AT LUNCH THAT DAY in the teachers’ lounge, Catherine finally asked Eric Miller exactly how old he was. It was a spontaneous question, triggered, she guessed, because she had just spoken to Spencer on the phone and heard that he’d thrown up in the cab and had to return home. She felt her husband’s setback acutely, experiencing not merely the disappointment he was enduring at their apartment across town but also the harrowing sense that her own life’s opportunities were continuing to dwindle. To herself (and only to herself) she could admit the truth: She, too, was trapped by her husband’s disability. Yes, she was back at school, and in the days immediately after the shooting she had seriously doubted such a thing would be possible. But there was a far bigger issue in her mind: She certainly had not admitted to Spencer that had he not been crippled by a bullet and nearly died, she would have told him she was dissatisfied with their marriage-with him, to be honest.
“Twenty-nine,” Eric said, after taking a sip from his bottled iced tea.
She nodded.
“Why?” he asked her, and even his eyes seemed to be laughing. He was sitting below the window, and the sun was pouring in on the back of his head and his hair seemed to shine like a freshly buffed pumpkin pine floor. Sometimes she thought his hair was only blond. Today she decided it had splashes of a red-not unlike her own hair-especially in his sideburns and the long, unruly swath of bang he had to keep pushing back off his forehead. This afternoon he looked more like a surfer than an English teacher. He had spent much of the summer on Nantucket, and his skin was the sort of deep tan she herself hadn’t had since she was a child and her mother was still oblivious to sunblock.
“I was just wondering,” she answered. “I didn’t think you’d hit thirty.”
He smiled. “Is that a good thing or a bad thing?”
“Sometimes it’s nice to see a man who still has a little puppylike awkwardness. That hubris that’s really just optimism. Innocence. On the other hand, sometimes it’s also nice to see a man who’s a little more calm. Not wizened-but chastened, perhaps.”
“You didn’t answer my question. Is it good or bad that I haven’t reached thirty?”
“It isn’t either. It was just that I didn’t know.”
“Are you suggesting I’m puppylike?”
“Hah!”
“And if I were to ask you your age?”
“I’d tell you.”
“Okay: How old are you?”
“Thirty-eight.”
“No. Really?”
“Don’t try to flatter me. I know how old I look. And we both know that I have a daughter who turned thirteen last month.”

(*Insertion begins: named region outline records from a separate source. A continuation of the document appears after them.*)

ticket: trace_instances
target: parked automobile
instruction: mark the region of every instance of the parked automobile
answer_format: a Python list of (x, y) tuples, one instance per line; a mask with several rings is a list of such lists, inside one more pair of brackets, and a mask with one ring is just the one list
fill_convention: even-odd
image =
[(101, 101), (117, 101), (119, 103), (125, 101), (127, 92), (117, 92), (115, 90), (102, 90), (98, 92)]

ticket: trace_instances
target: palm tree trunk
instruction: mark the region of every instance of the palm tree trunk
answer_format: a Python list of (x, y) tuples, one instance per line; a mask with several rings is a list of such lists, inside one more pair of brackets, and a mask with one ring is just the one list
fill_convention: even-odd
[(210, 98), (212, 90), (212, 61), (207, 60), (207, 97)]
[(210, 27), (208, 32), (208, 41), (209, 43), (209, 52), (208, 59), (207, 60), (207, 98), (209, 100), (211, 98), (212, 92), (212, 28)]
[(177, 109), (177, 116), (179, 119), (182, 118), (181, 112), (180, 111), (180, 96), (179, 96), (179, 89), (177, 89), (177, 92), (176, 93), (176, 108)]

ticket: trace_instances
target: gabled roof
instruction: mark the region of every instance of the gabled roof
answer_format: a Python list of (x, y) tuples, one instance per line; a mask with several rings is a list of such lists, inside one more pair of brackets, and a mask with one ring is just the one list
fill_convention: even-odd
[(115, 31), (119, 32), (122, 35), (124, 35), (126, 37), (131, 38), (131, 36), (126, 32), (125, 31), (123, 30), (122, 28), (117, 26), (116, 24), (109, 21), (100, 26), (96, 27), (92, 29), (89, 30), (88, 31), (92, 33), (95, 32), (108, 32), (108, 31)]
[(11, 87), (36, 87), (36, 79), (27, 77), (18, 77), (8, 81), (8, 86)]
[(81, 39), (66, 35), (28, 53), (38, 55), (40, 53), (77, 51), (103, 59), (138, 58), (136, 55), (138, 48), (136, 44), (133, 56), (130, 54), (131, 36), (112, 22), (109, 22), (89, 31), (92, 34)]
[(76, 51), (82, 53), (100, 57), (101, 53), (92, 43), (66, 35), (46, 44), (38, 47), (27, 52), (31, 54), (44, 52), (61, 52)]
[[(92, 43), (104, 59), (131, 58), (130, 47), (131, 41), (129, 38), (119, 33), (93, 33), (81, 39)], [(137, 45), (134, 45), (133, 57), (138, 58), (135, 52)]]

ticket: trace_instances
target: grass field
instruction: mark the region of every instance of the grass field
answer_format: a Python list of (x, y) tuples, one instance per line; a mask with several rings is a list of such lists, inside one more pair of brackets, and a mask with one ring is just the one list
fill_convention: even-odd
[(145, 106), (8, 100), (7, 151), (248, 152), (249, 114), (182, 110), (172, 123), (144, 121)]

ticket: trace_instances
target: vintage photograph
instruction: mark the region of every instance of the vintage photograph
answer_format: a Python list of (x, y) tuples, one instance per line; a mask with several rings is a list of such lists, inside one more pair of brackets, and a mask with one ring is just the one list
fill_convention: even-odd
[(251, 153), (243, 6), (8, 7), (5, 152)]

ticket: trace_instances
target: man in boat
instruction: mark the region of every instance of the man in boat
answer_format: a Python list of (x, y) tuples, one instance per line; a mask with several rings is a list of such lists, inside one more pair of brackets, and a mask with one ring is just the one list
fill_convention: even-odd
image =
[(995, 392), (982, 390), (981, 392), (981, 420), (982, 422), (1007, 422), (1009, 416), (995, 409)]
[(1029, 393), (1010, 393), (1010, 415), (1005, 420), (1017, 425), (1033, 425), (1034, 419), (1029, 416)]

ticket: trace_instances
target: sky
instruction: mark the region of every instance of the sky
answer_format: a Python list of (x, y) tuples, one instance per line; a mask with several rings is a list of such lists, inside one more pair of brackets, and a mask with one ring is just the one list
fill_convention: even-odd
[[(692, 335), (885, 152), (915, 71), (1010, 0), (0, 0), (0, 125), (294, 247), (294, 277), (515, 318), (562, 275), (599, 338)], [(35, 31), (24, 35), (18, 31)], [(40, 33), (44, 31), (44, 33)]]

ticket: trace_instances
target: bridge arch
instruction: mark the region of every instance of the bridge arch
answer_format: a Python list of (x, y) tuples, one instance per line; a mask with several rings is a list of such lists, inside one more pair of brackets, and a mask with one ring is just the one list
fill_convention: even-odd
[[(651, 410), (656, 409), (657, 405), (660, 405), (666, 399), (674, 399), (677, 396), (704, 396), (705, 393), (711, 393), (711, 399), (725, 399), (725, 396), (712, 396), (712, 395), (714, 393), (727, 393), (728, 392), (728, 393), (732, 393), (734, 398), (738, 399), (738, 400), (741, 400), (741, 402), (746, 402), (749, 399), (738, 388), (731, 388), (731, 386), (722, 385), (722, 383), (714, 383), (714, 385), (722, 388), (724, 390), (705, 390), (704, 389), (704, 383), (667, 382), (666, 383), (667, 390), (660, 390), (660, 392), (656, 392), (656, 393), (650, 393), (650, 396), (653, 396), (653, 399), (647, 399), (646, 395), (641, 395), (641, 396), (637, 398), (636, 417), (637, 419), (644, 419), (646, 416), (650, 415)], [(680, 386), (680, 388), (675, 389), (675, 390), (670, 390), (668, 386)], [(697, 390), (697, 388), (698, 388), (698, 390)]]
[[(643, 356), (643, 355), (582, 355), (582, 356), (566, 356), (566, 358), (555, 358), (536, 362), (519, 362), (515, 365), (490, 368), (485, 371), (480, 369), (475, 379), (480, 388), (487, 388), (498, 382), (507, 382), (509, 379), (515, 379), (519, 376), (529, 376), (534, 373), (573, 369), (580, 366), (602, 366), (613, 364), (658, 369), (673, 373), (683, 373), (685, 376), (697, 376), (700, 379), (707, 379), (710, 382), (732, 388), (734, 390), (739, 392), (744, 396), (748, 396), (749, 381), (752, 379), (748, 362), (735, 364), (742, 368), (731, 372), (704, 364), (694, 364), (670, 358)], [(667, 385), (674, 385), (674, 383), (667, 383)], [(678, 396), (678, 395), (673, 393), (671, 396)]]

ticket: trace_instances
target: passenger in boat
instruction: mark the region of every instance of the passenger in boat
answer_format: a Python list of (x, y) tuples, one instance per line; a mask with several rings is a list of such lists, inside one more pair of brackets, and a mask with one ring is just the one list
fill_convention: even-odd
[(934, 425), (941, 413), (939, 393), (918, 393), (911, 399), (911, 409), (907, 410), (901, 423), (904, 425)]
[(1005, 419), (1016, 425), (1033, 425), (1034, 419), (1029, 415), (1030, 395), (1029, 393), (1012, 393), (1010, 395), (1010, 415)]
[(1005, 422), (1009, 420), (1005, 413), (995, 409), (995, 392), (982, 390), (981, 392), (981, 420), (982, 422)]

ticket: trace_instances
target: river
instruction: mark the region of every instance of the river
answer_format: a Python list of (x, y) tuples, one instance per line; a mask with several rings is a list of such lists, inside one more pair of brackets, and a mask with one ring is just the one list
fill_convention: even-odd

“You don’t look thirty-eight. Honest to God, if I met you in, say, a bar, and didn’t know Charlotte was your daughter, I would peg you for my age.”
“I doubt that.”
“I’m being completely sincere.”
“Any man who even tries to peg a woman’s age in a bar is completely incapable of sincerity.”
“Hey, you were the one who just admitted you were wondering about my age!”
“Because you’re a good teacher and I know you’re younger than I am. I was curious.”
“People get curious in bars, Catherine.”
They were alone at the moment, and suddenly she wanted them to be beyond this conversation about age before another teacher strolled in. As one certainly would. She wished she hadn’t asked him his age now in the first place, because it made her feel disloyal to Spencer. Sometimes she thought the only subject she should talk about was her husband: his disability, his pain, his attempts to regain a semblance of control over his life.
But it was hard. Often she wanted to talk about anything but his injury, especially if she was around people who knew about the way FERAL was going to make the lawsuit a cause célèbre. She never wanted to think about that, much less discuss it. It made her feel at once like a bad mother and a bad sister.
And so with an almost guilty quiver to her voice-guilty both because she hadn’t been speaking of Spencer sooner and because she was speaking of him now largely out of obligation-she brought up her husband. The transition was awkward, clunky. She guessed it was obvious to Eric that she was changing the subject because she didn’t want to flirt with him at the moment.